Built by the people, the city and the county of Denver

The chronicler reads a bit about Jack Kerouac's dream city Denver and the wild life there in 1947 and finds it a bit arrogant today.

"Wow!" The man and I had a long, pleasant conversation about our respective plans in life, and before I knew it we were rolling through the fruit markets outside Denver; there were chimneys, lots of smoke, railway tracks, red brick buildings and, towards the city centre, the grey sandstone houses. And I was there, I was in Denver. He let me out at Larimer Street. Full of joy and with the world's stupidest grin, I stumbled towards the old hobos and worn-out cowboys of Larimer Street..was Ray Rawlins, Tim Gray's mate from childhood. Ray came rushing in to pick me up and we hit it off straight away. Together we went on a drinking spree through the bars on Colfax Avenue. One of Ray's sisters was a blonde beauty called Babe - a tennis-playing, wave-riding fairy of the far west. She...

After the incident with the person sitting next to us, who had forgotten to get out of the bus, the boss at the wheel gave us another harsh message: everyone has to make sure where they have to get off. She couldn't have all the passengers' destinations in her head.

The man in front of the chronicler was from Arkansas. A peace-loving, friendly person. He visits his mother in Washington once a year, which costs him three days of travelling and over two hundred dollars each way. A flight would cost around three times as much.

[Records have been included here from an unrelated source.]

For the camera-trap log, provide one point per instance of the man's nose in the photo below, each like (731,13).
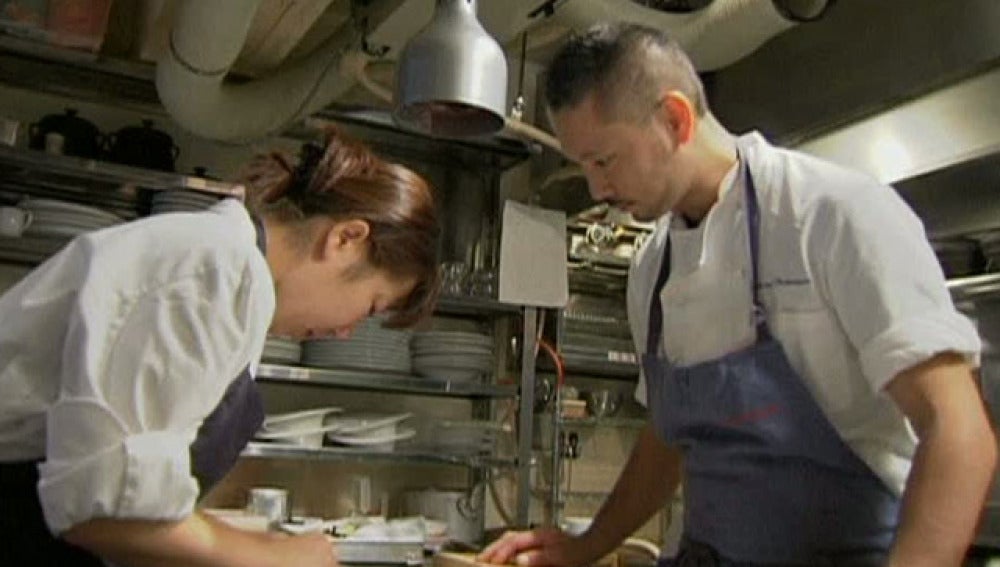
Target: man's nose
(601,188)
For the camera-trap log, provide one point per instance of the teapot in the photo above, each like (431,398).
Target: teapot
(80,137)
(143,146)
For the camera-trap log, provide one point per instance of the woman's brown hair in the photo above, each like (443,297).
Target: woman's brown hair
(343,180)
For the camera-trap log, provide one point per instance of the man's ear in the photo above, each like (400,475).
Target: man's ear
(680,115)
(346,235)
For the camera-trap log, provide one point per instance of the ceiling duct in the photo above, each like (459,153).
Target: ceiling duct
(205,40)
(452,77)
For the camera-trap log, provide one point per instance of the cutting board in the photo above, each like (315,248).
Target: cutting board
(453,559)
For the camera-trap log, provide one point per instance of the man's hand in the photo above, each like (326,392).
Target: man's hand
(547,547)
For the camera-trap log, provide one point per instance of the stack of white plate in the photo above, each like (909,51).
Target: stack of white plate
(372,432)
(370,347)
(452,355)
(989,243)
(281,351)
(182,201)
(62,219)
(304,428)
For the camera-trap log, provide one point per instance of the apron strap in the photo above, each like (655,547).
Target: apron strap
(753,228)
(656,306)
(655,330)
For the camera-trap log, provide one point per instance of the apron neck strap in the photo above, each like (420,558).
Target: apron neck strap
(656,306)
(753,230)
(655,330)
(258,226)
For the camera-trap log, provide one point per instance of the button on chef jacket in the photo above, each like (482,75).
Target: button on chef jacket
(114,351)
(851,287)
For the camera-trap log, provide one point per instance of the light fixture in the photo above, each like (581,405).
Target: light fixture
(452,76)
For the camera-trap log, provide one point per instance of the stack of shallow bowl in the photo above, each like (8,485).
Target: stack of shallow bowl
(281,351)
(52,218)
(463,437)
(452,355)
(370,347)
(182,201)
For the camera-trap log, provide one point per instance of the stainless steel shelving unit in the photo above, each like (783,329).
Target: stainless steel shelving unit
(366,380)
(404,455)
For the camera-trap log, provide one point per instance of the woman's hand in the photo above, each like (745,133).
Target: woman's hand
(547,547)
(309,550)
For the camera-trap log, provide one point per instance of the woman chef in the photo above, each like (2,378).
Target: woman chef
(126,387)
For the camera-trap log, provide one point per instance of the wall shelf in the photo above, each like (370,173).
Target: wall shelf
(472,305)
(367,380)
(627,422)
(402,455)
(974,286)
(41,173)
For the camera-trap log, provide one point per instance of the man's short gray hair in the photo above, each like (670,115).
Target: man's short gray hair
(627,66)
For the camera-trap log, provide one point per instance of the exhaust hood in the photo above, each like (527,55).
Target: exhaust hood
(947,127)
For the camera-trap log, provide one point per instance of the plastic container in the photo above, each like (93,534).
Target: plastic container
(79,24)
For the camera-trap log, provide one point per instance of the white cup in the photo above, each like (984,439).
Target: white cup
(13,221)
(272,503)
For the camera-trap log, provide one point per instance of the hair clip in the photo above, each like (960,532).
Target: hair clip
(309,156)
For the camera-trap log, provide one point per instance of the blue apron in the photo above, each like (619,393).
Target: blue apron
(767,479)
(219,442)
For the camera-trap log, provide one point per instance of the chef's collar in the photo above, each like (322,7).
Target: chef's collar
(258,226)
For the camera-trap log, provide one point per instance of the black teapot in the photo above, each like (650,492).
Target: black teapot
(143,146)
(80,137)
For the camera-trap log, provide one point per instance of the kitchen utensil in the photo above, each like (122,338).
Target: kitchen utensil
(958,257)
(602,403)
(80,137)
(8,131)
(13,221)
(462,510)
(143,146)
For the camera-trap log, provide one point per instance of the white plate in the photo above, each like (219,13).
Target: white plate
(295,433)
(302,415)
(364,441)
(355,425)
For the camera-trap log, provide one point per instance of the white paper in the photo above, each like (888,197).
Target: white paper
(533,257)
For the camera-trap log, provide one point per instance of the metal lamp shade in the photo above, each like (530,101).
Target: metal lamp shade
(452,76)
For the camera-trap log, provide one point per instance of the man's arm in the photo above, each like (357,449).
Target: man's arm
(953,466)
(197,541)
(648,479)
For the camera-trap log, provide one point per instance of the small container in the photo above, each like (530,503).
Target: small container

Robert, lives in a red, i.e. conservative state; he does not hesitate for 0-80-20

The chronicler fits in nicely on his exit from. Evanston, Wyoming, one hundred and thirty interesting kilometres from his next destination, Salt Lake City. Interesting for his journey because it has relief, because he sleeps at an altitude of over two thousand metres, because tomorrow he will be riding a kind of hammock suspended at the other end at two thousand one hundred metres and because there are no supplies for the first sixty-five kilometres. So he has to pack well. 

Evanston - Salt Lake City

This also applies to him, the night-time temperature is zero degrees and will remain in single figures until the start. He has to come up with something. First of all, he is still warm and cheaply accommodated in a motel and texts under white sheets. 

Yes, and then there's the wind direction in this land without trees ;-)

Have a nice day and good thoughts for the European elections (if you're from Europe). The others are watching relaxed.